Cyberinfrastructure at the speed of research – research moves very fast. researchers think that google is the best tool they’ve ever used – In some cases “do what it takes” to keep up: take shortcuts; leverage infrastructure from other CI projects and off-the-shelf products. Difficult because – can be stressful on developers who take pride in creating their own; engineers may think PI is changing course too many times. In other cases “don’t get too far ahead” of the users – sometimes we build too much technology – user community may see no apparent benefit to the infrastructure being developed.

The sociology of the research community influences how you think about data.
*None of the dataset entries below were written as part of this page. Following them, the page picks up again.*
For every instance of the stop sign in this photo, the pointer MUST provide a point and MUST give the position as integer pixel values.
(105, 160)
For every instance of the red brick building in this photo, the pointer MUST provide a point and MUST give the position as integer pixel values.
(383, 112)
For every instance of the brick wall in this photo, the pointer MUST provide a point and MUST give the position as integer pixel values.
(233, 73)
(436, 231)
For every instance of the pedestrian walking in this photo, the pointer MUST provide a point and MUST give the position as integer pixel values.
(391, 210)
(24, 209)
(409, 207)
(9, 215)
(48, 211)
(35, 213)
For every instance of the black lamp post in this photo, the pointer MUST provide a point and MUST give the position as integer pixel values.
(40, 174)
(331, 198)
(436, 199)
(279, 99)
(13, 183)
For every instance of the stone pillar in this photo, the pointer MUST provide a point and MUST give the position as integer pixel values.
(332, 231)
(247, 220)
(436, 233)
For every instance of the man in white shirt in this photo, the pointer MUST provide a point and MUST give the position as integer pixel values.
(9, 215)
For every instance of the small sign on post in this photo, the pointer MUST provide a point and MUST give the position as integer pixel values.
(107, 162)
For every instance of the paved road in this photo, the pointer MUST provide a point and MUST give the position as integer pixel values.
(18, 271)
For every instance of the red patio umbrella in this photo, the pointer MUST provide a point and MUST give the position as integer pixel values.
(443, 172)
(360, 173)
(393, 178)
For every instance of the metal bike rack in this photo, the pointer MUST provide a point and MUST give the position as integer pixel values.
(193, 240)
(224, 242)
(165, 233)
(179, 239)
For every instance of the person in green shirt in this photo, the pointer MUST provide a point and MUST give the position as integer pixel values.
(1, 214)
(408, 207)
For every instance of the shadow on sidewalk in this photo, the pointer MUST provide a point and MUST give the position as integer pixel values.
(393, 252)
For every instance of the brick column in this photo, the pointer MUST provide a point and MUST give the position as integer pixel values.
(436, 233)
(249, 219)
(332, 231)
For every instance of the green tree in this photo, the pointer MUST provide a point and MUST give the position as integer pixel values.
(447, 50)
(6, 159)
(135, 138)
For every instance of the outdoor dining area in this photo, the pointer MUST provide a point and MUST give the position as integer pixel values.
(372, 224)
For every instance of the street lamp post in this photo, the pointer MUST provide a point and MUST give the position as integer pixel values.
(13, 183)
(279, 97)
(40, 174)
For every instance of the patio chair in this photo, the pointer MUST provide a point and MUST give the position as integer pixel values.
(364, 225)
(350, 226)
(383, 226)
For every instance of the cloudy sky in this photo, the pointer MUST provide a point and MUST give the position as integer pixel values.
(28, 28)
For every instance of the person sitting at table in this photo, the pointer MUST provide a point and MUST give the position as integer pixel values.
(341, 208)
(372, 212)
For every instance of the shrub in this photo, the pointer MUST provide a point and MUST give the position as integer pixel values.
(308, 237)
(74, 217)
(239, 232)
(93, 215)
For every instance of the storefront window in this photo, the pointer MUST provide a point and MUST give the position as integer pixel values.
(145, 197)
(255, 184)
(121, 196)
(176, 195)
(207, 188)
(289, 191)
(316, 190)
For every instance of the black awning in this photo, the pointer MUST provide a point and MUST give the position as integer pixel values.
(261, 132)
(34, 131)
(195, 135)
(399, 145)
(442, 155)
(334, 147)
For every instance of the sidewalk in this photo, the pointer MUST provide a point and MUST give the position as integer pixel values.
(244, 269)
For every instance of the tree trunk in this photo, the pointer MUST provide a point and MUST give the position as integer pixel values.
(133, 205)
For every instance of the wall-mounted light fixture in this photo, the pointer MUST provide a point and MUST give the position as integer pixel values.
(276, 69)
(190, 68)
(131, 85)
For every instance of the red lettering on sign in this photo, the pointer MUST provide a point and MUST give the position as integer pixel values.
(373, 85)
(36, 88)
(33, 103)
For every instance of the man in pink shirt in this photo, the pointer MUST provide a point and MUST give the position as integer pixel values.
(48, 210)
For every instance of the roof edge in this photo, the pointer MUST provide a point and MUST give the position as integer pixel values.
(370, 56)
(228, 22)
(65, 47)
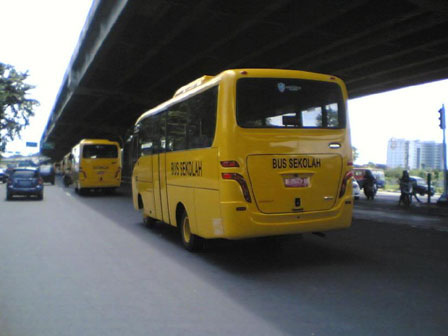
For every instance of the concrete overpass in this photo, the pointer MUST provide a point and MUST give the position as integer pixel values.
(133, 54)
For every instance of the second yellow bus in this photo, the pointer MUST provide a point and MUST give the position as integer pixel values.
(96, 164)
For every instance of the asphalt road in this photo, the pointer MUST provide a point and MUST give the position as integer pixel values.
(72, 265)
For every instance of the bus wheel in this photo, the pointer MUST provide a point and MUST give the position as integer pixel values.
(190, 240)
(149, 222)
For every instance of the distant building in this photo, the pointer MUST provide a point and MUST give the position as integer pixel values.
(414, 154)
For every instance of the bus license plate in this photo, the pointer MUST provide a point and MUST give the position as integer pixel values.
(297, 182)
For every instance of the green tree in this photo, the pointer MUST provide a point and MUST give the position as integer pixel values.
(15, 106)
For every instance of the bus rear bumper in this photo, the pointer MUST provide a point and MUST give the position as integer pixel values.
(240, 224)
Portal-based science environments. Support for resource sharing and collaboration. Lots of commonalities, including identity and access issues. Lots of them use the same technologies (e.g. GEON and others). Ways of accessing data and instruments. Lots of interest from scientists in doing server-side processing of data rather than just sharing whole data sets for ftp. e.g. LiDAR on the GEON portal. opentopography model is an attempt to generalize that. EracthScope data portal is another example – includes SDSC, IRIS, UNAVCO (Boulder), adn ICDP (Potsdam).

Cyberdashboards – live status of information as it’s being collected. Notifications of events is also desirable.

Cyberdashboard for Emergency Response – collecting all 911 calls in California. Data miniing of spatiotemporal data. Analysis of calls during San Diego wildfires Oct 2007. Wildfire evacuations – visualization of data from Red Cross disastersafe database.

Cyberinfrastructure for Visualization

On-demand access to data – short lead times from request to readiness to rendering and display.

On-demand access to computing – online modeling, analysis and visualization tools

Online collaboration environments – software architecture, facility architecture.

SDSC/Calit2 synthesis center – conceived as a collaboration space to do science together – brings together – high performance computing; large scale data storage; in person collaboration; consultation. Has big hd screens, steroscopic screen, videoconferencing, etc. Used for workshops, classes, meetings, site visits. Needs tech staff to run it, and research staff to help with visualization, integration, data mining. So far has been on project-based funding, lately there’s been a recharge fee.

Calit2 stereo wall (C-Wall) – Dual HD resolution (1920 x 2048 pixels) with JVS HD2k projectors.

Calit2 digital cinema theater – 200 seats, 8.2 sound, Sony SRX-R110, SGI Prism with 21 TB, 10GE to computers

The StarCAVE – 30 JVC HD2k (1920 x 1080) projectors.

225 megapixel hiperspace tiled display.

In response to a question from Terry Gray, Chaitan notes that the pendulum is swinging a bit in that PIs still want to own their own clusters, but they no longer want to run them – they want them housed and administered in data centers. Elazar notes that they’re trying to make the hardware immaterial – a few years from now they may all be in the cloud, but the service component to help researchers get what they need will remain on campus.